Before I had a CD collection of my own, I was listening to my dad’s collection on my mp3 player. I didn’t have an iPod until middle school or so, but I do remember having an mp3 player with a tiny lcd screen that had albums by groups like The Eagles, Boston, and Mannheim Steamroller on it. The Joshua Tree was on that thing. Its criticisms of American capitalism and military interventionism went way over my head back then (most likely my father’s, too). Still, skyscraping hits like “With or Without You” and “Where the Streets Have No Name” were among the most modern-sounding in his backwards-facing CD collection, so I’ve listened to this album a lot without ever owning it myself. Thanks to the restrained production and avoidance of the trends of the time, this doesn’t feel like an “80s album”. It may no longer feel modern, but it still feels fresh, if that makes sense.

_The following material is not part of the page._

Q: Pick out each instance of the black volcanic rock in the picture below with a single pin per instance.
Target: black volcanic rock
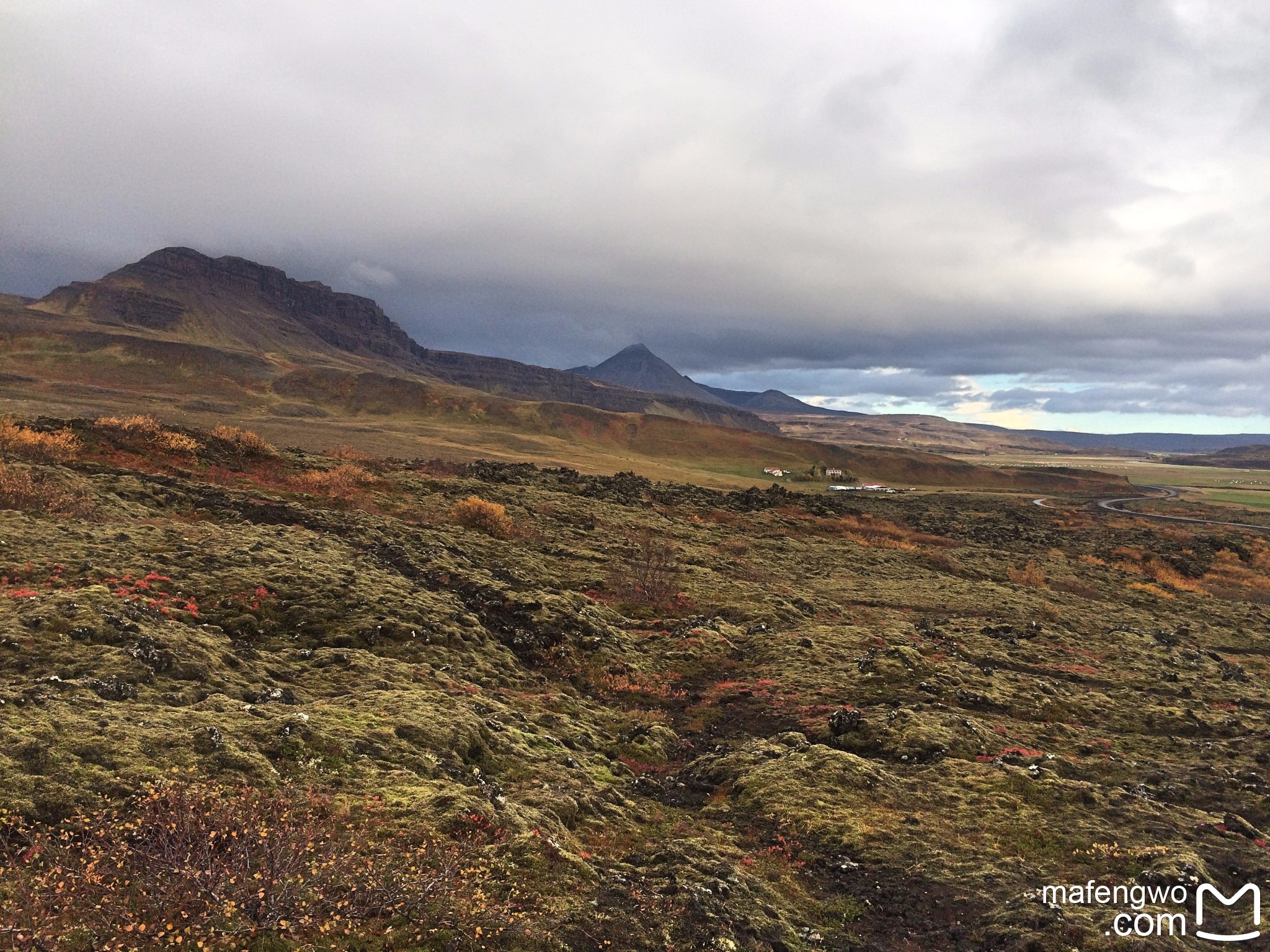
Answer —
(639, 368)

I’m not going to go through every song, but I will highlight a few. As a kid, my favorite song off the record was “Red Hill Mining Town”, which contains all U2’s best elements in one song: a big prechorus that builds into a humongous chorus, yearning but optimistic lyrics delivered with abandon, an understated rhythm section, big whoas, and a charming chiming guitar part. I didn’t know it was about the British miners’ strike, I just liked the chorus. “With Or Without You” churns and builds a single chord progression for the entire length of a normal pop song before it finally hits the big catharsis. It hearkens back to the October era, dealing the conflict between rock and roll and true faith, but this time the faith is in a relationship rather than in Christ.

“Bullet the Blue Sky” is the heaviest song on the record, its Archangel Michael doing battle with America’s innumerable sins. The pure venom that flows through this track! Everyone talks about Edge and Bono, but this is Adam Clayton and Larry Mullen Jr.’s track. It just wouldn’t work without its bitter, funky foundation. “Exit” and “Mothers of the Disappeared” are thematically similar, important but musically more forgettable.

The themes of this album have been litigated to death by every music mag worth a damn. The “only good Evangelicals”, good Irish protestant boys who came over to the USA and engaged in good faith with both its mythology and its reality. But it’s not just about God’s judgement of America, but also about the faithful, about Ireland, about personal stories and personal bonds as much as the macro-level sins and promises of an empire. The fact that a major label album with “themes” of any kind became as huge as the Joshua Tree did is something truly special.

I’m much more charitable towards U2 than most of my contemporaries in the DIY music scene because a) I’ve listened to their first three albums and b) I went to a church with a pipe organ rather than a church with a U2 rip-off band. All that to qualify the fact that I’m grateful that this thing made its way back into my collection.

The Joshua Tree by U2 is a good album, and I like it.